Toledo taught me that those charming cobblestone streets are torture for feet if you’re walking on it all day.
I jumped out of bed at 9:50 AM and scrambled around like Speedy Gonzalez. With my eyes barely opened, I was out the door in 20 minutes to catch a train at Atocha Station.
Running around like a chicken without its head, I rushed passed a tropical garden in the center of Atocha Station and didn’t even get a chance to appreciate it. I boarded with five minutes to spare and ended up sitting next to three French ladies who could NOT stop yapping. When the train pulled into the station, I ran as fast as I could.
Toledo’s market place used to be an Arabic meat market. Now, it’s surrounded by cafes, bakeries, souvenir shops and a McDonald’s.

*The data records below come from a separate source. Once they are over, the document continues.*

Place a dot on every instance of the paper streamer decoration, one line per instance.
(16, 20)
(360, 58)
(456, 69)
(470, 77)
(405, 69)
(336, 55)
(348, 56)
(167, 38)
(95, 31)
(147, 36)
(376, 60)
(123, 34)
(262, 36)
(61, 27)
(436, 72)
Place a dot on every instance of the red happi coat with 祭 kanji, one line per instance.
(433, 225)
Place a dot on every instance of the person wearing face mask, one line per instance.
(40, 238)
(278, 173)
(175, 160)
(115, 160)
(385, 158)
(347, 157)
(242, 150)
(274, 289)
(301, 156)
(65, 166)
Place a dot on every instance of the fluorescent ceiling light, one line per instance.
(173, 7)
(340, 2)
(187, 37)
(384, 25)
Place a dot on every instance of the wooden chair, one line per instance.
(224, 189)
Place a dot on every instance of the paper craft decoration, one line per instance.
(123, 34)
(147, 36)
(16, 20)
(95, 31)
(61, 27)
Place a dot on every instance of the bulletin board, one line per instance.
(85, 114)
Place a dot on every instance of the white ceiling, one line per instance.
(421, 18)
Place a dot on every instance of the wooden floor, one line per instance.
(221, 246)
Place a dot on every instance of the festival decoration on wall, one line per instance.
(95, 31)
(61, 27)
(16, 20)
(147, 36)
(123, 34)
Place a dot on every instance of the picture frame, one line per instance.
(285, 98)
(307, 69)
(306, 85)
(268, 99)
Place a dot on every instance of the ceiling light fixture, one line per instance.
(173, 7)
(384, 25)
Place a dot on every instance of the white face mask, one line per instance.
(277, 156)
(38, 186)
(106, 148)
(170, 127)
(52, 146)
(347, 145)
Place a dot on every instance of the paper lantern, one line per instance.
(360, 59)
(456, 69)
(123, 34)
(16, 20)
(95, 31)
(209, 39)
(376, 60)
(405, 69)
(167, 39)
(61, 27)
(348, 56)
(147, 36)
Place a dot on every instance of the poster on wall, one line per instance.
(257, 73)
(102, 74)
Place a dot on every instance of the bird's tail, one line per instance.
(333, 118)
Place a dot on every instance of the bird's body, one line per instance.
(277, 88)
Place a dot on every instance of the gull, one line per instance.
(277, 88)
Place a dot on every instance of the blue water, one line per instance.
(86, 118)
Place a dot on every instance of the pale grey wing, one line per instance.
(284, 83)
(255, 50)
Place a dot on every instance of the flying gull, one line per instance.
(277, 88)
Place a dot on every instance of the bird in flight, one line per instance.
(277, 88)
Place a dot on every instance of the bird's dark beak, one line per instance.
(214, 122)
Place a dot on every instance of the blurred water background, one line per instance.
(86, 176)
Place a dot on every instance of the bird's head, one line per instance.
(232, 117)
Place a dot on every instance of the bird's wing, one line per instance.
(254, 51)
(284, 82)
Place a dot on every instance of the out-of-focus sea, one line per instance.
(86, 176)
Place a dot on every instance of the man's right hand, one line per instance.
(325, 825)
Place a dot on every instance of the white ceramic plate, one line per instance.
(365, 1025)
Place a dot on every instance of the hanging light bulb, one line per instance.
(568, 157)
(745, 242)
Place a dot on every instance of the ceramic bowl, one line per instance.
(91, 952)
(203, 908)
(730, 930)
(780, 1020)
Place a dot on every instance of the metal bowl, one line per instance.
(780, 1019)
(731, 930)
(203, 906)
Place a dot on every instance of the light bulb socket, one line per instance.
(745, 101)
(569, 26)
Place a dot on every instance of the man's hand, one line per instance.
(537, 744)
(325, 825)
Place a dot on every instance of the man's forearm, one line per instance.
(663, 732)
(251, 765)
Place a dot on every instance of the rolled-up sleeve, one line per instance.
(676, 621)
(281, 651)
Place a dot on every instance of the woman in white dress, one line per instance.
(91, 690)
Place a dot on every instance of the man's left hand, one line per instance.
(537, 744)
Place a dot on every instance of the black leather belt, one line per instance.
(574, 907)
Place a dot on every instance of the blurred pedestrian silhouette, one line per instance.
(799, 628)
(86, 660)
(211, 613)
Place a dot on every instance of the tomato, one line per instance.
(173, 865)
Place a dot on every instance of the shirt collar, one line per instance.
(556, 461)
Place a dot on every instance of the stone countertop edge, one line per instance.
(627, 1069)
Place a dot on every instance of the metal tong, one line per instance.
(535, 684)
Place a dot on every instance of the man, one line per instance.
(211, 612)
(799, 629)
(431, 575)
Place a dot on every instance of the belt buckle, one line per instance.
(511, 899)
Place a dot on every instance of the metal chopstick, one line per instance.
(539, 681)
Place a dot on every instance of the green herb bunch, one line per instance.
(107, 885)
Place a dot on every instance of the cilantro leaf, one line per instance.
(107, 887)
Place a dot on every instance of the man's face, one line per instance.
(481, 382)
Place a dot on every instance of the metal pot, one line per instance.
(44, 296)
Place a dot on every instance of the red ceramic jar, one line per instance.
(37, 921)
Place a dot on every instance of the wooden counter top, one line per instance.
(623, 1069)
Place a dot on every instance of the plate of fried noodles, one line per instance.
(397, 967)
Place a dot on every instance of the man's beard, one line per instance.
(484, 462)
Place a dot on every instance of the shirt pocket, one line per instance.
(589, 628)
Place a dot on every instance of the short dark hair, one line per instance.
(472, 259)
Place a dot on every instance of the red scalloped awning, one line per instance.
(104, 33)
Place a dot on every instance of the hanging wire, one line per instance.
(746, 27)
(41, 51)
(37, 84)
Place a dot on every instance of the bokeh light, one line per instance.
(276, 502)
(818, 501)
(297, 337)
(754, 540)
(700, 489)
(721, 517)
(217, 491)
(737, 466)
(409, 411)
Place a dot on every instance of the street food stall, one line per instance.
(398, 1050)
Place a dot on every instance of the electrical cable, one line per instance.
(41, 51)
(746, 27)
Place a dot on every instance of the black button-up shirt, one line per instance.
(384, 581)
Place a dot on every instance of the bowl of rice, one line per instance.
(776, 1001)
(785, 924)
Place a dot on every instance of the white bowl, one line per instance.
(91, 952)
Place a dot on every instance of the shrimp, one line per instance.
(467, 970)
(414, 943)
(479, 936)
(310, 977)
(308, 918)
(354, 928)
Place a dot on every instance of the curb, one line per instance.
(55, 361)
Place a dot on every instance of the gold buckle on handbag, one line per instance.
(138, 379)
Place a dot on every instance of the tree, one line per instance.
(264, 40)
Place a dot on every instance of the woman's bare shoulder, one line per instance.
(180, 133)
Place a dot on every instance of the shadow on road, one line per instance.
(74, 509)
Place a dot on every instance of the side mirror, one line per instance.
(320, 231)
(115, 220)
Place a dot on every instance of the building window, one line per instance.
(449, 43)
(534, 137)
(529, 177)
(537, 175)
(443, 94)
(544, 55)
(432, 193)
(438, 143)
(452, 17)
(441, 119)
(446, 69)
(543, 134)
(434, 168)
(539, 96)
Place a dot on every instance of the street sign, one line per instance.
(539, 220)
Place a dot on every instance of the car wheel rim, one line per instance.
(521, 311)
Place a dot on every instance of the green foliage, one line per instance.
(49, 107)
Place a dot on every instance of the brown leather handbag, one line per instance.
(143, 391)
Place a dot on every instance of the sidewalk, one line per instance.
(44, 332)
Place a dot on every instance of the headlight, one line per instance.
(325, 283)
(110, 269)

I stopped at one of the cafes and ordered a tuna salad croissant, lemon juice and a shots of espresso coffee for breakfast. It was the cheapest and tastiest meal I had in Madrid.
The Iglesia De Los Jesuitas has a great panoramic view of Toledo. From the top of the chuck, you’ll see a maze of cobblestone streets and narrow alleyways. The Cathedral of Toledo, also known as the Santa Iglesia Catedral Primada, is the most popular attraction and one of the most intricately detailed cathedrals I have ever seen.
There was a lot of walking in Toledo, which allowed me to gain a new found appreciation for pavement. Sure, cobblestone streets might be charming but they are not pretty on the feet. Towards the end of the day, every step was a shot of pain.